The prompt injection processor implements a sliding window for chunking input to maintain context between chunks. A sliding window refers to the practice of dividing longer text into overlapping chunks so that a model can capture context that spans chunk boundaries. During inference, each chunk is fed separately into the classification model. Because each segment undergoes a forward pass, the process can increase memory usage as more segments are generated and processed.

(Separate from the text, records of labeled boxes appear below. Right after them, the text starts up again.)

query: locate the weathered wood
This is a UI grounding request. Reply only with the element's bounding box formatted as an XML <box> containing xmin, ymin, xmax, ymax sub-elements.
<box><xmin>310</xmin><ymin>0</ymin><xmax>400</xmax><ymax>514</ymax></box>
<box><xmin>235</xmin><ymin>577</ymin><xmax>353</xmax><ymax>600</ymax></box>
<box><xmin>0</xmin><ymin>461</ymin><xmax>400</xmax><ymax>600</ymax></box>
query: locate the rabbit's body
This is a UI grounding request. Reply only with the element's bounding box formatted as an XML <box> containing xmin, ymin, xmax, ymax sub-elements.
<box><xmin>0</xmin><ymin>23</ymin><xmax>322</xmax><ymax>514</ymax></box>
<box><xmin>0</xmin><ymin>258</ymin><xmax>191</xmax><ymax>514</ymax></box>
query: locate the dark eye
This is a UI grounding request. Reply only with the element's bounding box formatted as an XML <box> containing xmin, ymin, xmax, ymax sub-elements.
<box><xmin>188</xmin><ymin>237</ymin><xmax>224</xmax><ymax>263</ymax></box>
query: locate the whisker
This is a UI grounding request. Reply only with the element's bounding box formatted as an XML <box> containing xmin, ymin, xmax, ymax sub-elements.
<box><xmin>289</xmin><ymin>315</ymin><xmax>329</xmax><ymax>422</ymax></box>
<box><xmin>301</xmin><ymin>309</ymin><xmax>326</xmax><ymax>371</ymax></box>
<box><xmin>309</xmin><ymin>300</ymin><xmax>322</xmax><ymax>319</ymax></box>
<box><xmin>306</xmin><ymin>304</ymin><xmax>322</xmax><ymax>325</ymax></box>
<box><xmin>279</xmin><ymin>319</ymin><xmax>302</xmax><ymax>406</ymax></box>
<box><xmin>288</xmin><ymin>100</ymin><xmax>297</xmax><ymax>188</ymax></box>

The default chunk overlap size in tokens is 64, to disable overlapping set the environment variable PROMPT_INJECTION_PROCESSOR_CHUNK_OVERLAP: 0. This value should not be set to a value larger than chunk_size - 1. A lower overlap number results in less overlap between chunks and a smaller total chunk count. A higher overlap number results in more overlap between chunks and a larger total chunk count.

Batch processing

Batch size determines how many separate inputs (or chunks) are processed simultaneously. Larger batch sizes can improve performance by taking advantage of parallel processing but can also saturate the GPU. The default batch size is 16. There is no upper limit on this but it should be a value greater than or equal to 1. It is possible to override this value by setting environment variables LANGUAGE_ID_PROCESSOR_BATCH_SIZE: 32 in processors.f5.env.